Furthering Alfa’s conceptual writing, the album was based around a conversation with his brothers discussing subjects around mental health and relationships. “That came from listening to LPs like Choices by trumpet player Terence Blanchard where he sat down with writer and activist Cornel West, whose spoken-word readings weave through the music,” says Alfa. “Sometimes, the music alone is not enough to tell people what you are actually talking about. I really like the idea of people forming their own opinions just from the mood of the music alone, but other times, you really need to get the thoughts out there. And Choices showed me that you can be quite explicit sometimes.” 
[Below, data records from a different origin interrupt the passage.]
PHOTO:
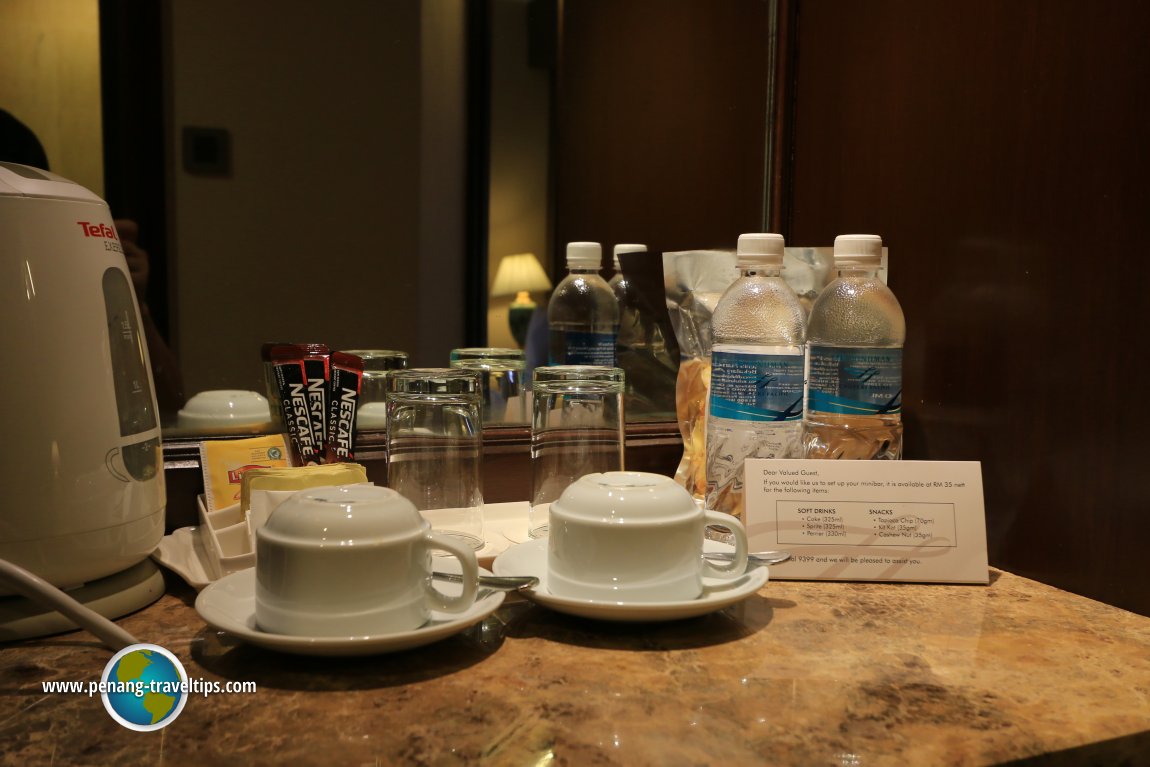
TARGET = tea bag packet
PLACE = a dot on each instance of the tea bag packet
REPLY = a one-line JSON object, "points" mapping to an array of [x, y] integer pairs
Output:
{"points": [[227, 461], [263, 490]]}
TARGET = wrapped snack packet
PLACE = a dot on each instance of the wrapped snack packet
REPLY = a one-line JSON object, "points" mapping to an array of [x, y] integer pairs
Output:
{"points": [[224, 463], [694, 281], [291, 381], [346, 376]]}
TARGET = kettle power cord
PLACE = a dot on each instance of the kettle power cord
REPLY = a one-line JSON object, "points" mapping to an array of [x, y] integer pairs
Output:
{"points": [[35, 588]]}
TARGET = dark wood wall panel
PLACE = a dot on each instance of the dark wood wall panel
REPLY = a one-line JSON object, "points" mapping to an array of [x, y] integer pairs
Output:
{"points": [[660, 122], [1001, 151]]}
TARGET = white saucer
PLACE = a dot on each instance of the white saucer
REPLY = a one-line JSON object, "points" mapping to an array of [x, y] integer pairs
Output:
{"points": [[229, 605], [530, 558]]}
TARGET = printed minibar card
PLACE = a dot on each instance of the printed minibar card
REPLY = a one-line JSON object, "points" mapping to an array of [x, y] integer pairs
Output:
{"points": [[920, 521]]}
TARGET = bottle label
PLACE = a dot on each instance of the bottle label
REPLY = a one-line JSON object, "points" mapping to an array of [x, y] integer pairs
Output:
{"points": [[756, 386], [590, 349], [856, 381]]}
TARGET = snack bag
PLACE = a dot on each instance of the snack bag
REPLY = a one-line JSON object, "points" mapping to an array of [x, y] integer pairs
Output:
{"points": [[694, 281]]}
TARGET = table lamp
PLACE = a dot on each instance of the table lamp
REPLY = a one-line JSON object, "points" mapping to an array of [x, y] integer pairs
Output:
{"points": [[520, 275]]}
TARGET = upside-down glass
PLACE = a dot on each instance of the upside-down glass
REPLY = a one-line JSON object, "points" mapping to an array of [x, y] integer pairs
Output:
{"points": [[372, 413], [503, 373], [576, 429], [435, 447]]}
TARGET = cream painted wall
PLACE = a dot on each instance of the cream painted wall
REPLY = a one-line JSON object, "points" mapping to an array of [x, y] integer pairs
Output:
{"points": [[50, 79], [342, 221], [520, 146]]}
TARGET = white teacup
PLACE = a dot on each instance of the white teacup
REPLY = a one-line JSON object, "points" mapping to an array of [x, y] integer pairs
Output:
{"points": [[634, 537], [351, 560]]}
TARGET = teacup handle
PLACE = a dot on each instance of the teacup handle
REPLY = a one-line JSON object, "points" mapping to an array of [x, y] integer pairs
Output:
{"points": [[738, 565], [470, 573]]}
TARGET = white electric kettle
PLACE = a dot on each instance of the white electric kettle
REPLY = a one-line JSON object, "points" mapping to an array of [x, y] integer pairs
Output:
{"points": [[82, 493]]}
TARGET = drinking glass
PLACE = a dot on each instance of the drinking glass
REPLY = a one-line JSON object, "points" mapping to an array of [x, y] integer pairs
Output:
{"points": [[503, 372], [435, 447], [576, 429]]}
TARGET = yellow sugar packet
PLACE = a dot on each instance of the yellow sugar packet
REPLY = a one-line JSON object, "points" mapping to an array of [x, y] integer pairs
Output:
{"points": [[225, 461], [298, 477]]}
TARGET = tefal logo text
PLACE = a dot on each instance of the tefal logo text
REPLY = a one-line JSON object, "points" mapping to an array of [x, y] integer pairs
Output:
{"points": [[97, 230]]}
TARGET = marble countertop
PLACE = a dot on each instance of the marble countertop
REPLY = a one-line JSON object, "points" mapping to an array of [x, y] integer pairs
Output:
{"points": [[802, 673]]}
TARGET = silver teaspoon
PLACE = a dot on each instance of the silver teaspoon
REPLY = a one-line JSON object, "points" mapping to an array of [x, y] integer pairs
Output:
{"points": [[497, 582], [758, 558]]}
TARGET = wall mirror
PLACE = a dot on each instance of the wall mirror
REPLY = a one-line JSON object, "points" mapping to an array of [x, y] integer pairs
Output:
{"points": [[354, 177]]}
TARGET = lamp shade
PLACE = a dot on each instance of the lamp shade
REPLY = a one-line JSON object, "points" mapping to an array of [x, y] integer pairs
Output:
{"points": [[518, 273]]}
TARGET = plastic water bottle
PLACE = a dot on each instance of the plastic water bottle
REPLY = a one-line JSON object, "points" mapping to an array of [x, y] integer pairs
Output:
{"points": [[583, 314], [855, 358], [754, 407]]}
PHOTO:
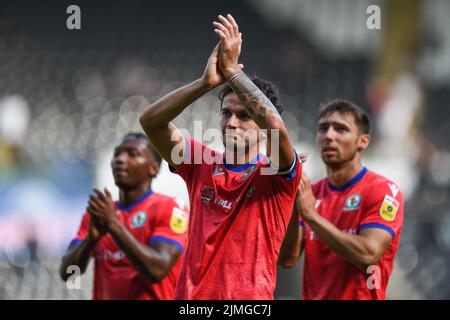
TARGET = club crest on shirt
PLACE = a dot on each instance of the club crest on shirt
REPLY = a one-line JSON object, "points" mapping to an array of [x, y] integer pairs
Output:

I’m interested to know if Alfa thinks issues around mental health are becoming easier to talk about in his community. “Where I grew up, it’s not so much that it’s a taboo subject, but it’s definitely something that people don’t talk about,” he replies. “It’s a case of if you don’t go to work today, you don’t get paid, or you might lose everything. When you have poverty—mental health is secondary. So it’s like they don’t have the financial stability to talk about mental stability, if that makes sense. So life forces you to bury stuff, and as men in particular, it was always seen as a weakness. But now, I think that is getting a lot better, as every year we critique ourselves as a human race.” 

The subsequent LP on Sekito, 2019’s Structuralism featured his sister reciting the stories as her brothers had on the previous LP. “After Antiphon, she was like, ‘Why wasn’t I on this?’” says Alpha. “On Structuralism, my sister’s reflections are more introspective. It still addresses mental health but more from the way we react and how we understand each other. We need to be kinder to each other and to reflect more on our actions.”

The LP also included the track “Jjajja’s Screen,” dedicated to Alfa’s grandmother. “I decided to start using Ugandan names on my records, and that track is about how me and my grandmother used to communicate when I was a kid, because she couldn’t speak any English and I spoke no Luganda,” he says. The album was imbued with an air of melancholy that shrouds Alfa’s music. “That is just what I’ve always felt, and that comes through in the music. I just can’t run away from it,” he says. “The stuff I really feel and the stuff that hits home has that kind of sound. Whether I am rapping or composing a string section, I think there is something that connects it all to me. And that, I think, is what us as musicians should be striving for—to be honest and real. Anything else you do you will be found out as a fraud.” 

There followed a beautiful LP of solo piano pieces by the name of On My Ones, which saw Alfa Mist exchanging the Rhodes, which has become his signature instrument, for a grand piano. Then earlier this year, he was picked up by the Los Angeles Anti- label for his new LP, Bring Backs. Alfa Mist’s most cohesive recording yet, Bring Backs, accompanied by a poem from Hilary Thomas about building communities in a new country, finds Alfa reaching back to his beatmaking roots while retaining the melodic, spacey jazz that he has become a master of. “I think I’m always developing what my sound is and refining it and going back and improving things,” says Alfa. “I move very quickly. The day after something comes out, I’m going back and listening to how I could make it better. So I’m always trying to speak more clearly. You might know a bunch of words, but that is different to getting someone to understand what you mean. It’s about how you can add clarity to what you are trying to convey. And that is what I’m constantly driving towards.”